1 Billion Mobile Phone Users Worldwide - In April

According to the latest figures from EMC, providers of the most
thoroughly researched, reliable and consistent global cellular
subscriber data in the industry, the world's 1 billionth cellular
subscriber* will sign up for service in the first week of April 2002. 

The 1 billion figure will have been reached some 23 years after NTT
DoCoMo launched the first cellular system in 1979. The 1 billion total
is heavily dominated by the GSM standard, accounting for over 67% (at Q4
2001) of the total. 

Third generation or '3G' networks account for very little (5 million+
subscribers) of the total. The vast majority of these users are on the
cdma2000 1x networks in Korea.

A sign of the recent pace of growth in the number of users is
demonstrated by the time taken for the second 500 million total to be
reached. The 500 million mark was passed in February 2000, with the
second 500 million only taking a further 25 months - when subscribers
signed up at the spectacular rate of more than 450 per minute!

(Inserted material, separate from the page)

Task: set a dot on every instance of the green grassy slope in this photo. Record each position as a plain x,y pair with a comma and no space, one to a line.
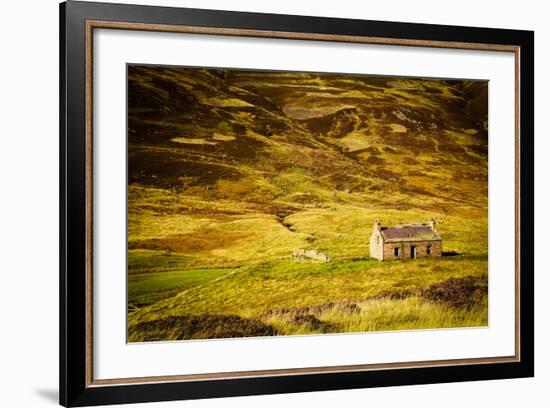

Whilst subscriber additions have slowed in many European markets, EMC
sees the emergence of China and other developing markets as the driver
for future growth. EMC's World Cellular Forecasts show the two billion
mark being passed in 2005, with the Asia Pacific and Latin America
regions driving the growth.

While growth in SMS or text messaging has been phenomenal - the much
heralded mobile internet is used by barely 5% of the subscriber base. 

* The terms subscriber and subscription are often used interchangeably.
The industry often refers to the number of subscribers signed up for a
cellular service, which is often interpreted as how many people are
signed up with an operator, whereas EMC assumes this to refer to how
many subscriptions are in existence, i.e. traffic and revenue generating
accounts. Multi-subscription scenarios are already in existence whereby
subscribers have more than one subscription for purposes of tariff
arbitrage or distinguishing between personal and business subscriptions.
Outside of multi-subscriptions, the recording of 'subscribers' (i.e.
active subscriptions reported by operators) will begin to include
considerable numbers of new devices containing cellular modules each
generating traffic and in turn revenue for the operator.